- French: Jack et Jacques
- Directed by: Marie-Hélène Copti
- Written by: Marie-Hélène Copti
- Produced by: Marie-Hélène Copti
- Starring: Pierre Lebeau François Bernier Guillermina Kerwin
- Cinematography: Michel La Veaux
- Edited by: Sylvain Lebel
- Music by: Steve Faulkner
- Production company: Coptik Films
- Distributed by: Christal Films
- Release date: August 26, 2006 (FFM);
- Running time: 14 minutes
- Country: Canada
- Language: French

= Jack and Jacques =

2006 Canadian short film

Jack and Jacques (Jack et Jacques) is a Canadian short drama film, directed by Marie-Hélène Copti and released in 2006. The film stars Pierre Lebeau as Jacques Jobin, a mediocre actor from Quebec who has been cast in a small part as a Native American in a Western film starring Jack Nicholson, and is being interviewed by student filmmakers Pat Beauséjour (François Bernier) and Annie St-Gelais (Guillermina Kerwin) about his experiences on set and his hopes that the role will provide the career breakthrough that's always eluded him.

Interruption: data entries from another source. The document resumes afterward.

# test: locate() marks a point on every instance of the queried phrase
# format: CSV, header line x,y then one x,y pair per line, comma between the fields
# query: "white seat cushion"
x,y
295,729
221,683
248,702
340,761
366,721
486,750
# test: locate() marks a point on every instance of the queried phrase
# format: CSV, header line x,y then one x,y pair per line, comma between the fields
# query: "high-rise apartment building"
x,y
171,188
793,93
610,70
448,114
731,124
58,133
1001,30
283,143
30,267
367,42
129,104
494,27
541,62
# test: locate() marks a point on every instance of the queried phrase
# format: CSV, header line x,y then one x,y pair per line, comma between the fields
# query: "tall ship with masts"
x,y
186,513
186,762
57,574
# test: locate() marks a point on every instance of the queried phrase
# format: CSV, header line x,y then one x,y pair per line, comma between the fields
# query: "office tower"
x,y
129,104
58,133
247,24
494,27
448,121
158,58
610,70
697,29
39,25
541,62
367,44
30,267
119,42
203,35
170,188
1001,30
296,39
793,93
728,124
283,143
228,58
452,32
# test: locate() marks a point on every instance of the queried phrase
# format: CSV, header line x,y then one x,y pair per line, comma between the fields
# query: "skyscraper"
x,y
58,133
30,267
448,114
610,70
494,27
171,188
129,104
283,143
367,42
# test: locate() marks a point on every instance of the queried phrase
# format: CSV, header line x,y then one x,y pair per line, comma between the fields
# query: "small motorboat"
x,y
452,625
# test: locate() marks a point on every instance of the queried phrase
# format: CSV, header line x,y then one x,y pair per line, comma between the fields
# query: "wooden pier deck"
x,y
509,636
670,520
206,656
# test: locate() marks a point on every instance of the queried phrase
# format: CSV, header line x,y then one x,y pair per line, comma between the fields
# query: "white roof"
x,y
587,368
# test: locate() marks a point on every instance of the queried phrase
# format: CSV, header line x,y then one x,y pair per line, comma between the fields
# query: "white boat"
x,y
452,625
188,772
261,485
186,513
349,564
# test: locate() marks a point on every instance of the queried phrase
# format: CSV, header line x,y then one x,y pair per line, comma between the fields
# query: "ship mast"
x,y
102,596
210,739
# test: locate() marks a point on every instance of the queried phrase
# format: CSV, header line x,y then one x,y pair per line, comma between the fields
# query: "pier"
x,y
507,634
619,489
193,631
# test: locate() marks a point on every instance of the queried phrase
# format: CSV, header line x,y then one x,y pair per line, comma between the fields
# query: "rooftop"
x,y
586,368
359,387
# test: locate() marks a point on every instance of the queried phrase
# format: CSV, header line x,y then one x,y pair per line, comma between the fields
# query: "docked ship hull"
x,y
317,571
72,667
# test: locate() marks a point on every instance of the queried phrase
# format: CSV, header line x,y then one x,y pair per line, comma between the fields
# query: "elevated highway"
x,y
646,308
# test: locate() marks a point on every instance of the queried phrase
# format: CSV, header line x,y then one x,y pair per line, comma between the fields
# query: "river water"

The film premiered at the 2006 Montreal World Film Festival, where it won the award for Most Popular Canadian Short Film. It received a Genie Award nomination for Best Live Action Short Drama at the 27th Genie Awards in 2007.

In 2011, Copti and Lebeau collaborated on the nine-episode web series Jack Jobin TV, which revisted the character pontificating on other topics.